The route in config/routes.oas.json references the policy by name in its
inbound chain:
The portal wires this for you, but it’s worth seeing once so the moving parts are obvious. Reuse the same policy name on any other route that needs the same limit.

Rate Limiting Policy Reference
Full reference for rate-limit-inbound: every option, the function mode, headers, and the strict vs async modes.
Common mistake:
Forgetting to bump requestsAllowed before going to production. The default
of 2 trips quickly during testing, but most APIs want hundreds or thousands.
Test the rate limit
Save and let the gateway redeploy.
The default mode is strict: the gateway waits for a confirmed count before letting each request through, so three rapid curls trip the limit deterministically rather than racing the synchronisation.
Hammer the endpoint from your terminal:
The first two return 200 OK from your backend. The third returns:
The body uses Problem Details, the right
shape for machine-readable API errors. The Retry-After header tells
well-behaved clients when to try again.
If you’d rather not leave the portal, click Test Route at the top of any route’s configuration panel. The portal opens a request builder, fires the request against your live gateway, and renders the response inline. After three quick clicks of Send Request, you’ll see the same 429 you’d get from curl:

Pick the right rateLimitBy mode
The default ip is the easiest one to test with, but it’s almost never the
right choice for production. Two consumers behind the same NAT or cloud egress
range share an IP, so one customer’s spike rate-limits the other.
In practice, the most common reason teams switch from ip to user after
launch isn’t abuse: it’s a single B2B customer behind a corporate proxy whose
entire team gets rate-limited as one caller.

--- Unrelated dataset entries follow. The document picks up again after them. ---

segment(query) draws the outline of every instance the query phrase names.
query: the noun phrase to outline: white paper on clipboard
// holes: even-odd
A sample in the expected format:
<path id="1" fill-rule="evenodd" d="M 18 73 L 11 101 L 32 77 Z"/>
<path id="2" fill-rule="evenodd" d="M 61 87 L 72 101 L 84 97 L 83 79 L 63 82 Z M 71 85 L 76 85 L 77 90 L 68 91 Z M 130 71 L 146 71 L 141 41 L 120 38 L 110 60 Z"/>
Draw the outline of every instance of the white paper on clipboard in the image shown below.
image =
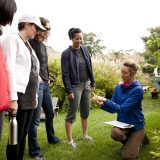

Better defaults, in order of how often they apply:
user: the right answer for any authenticated API. Zuplo’s auth policies (API key, JWT, OAuth) all populaterequest.user.subwith a stable caller identifier, and the rate limit policy reads that field to give each caller their own counter. Two API keys on the same customer account share a bucket.usermode needs an authentication policy ahead of it on the route, otherwise there’s nosubto group by.function: a TypeScript function returns a grouping key and optional per-request limit overrides, so enterprise customers get higher limits without a redeploy. Covered in Per-User Rate Limiting on Supabase and How to Rate Limit AI Agents Beyond Request Counts.all: one global counter across every caller. Useful for protecting a downstream with a hard total ceiling, like a paid third-party API. Less useful as a customer-facing limit.ip: keep it for genuinely unauthenticated endpoints (signup, password reset, public search). Avoid for anything with a key.
Switching modes is a one-line change. Most production gateways end up with two
policies on the same route: an ip one with a generous ceiling for blunt abuse
protection, and a user one with the real per-customer limit underneath.
Where to go from here
You have a gateway in front of your API with a working rate limit, which covers the basic noisy-neighbor and abuse cases. Natural next steps, in order of how much they shift the design:
- Authenticate first. A
user-grouped rate limit only works if Zuplo knows who the user is. The API Key Authentication policy sits ahead of this one. - Move to dynamic limits. When the limit needs to vary per customer (free vs
pro vs enterprise), switch
rateLimitBytofunctionand read metadata off the API key. - Pair with monetization. Rate limits cap how fast a caller can hit you. To cap how much they consume in a billing period and charge for overage, the Monetization policy layers on top.
If you want the design thinking behind why rate limits look the way they do, The subtle art of API Rate-Limiting covers the trade-offs in depth.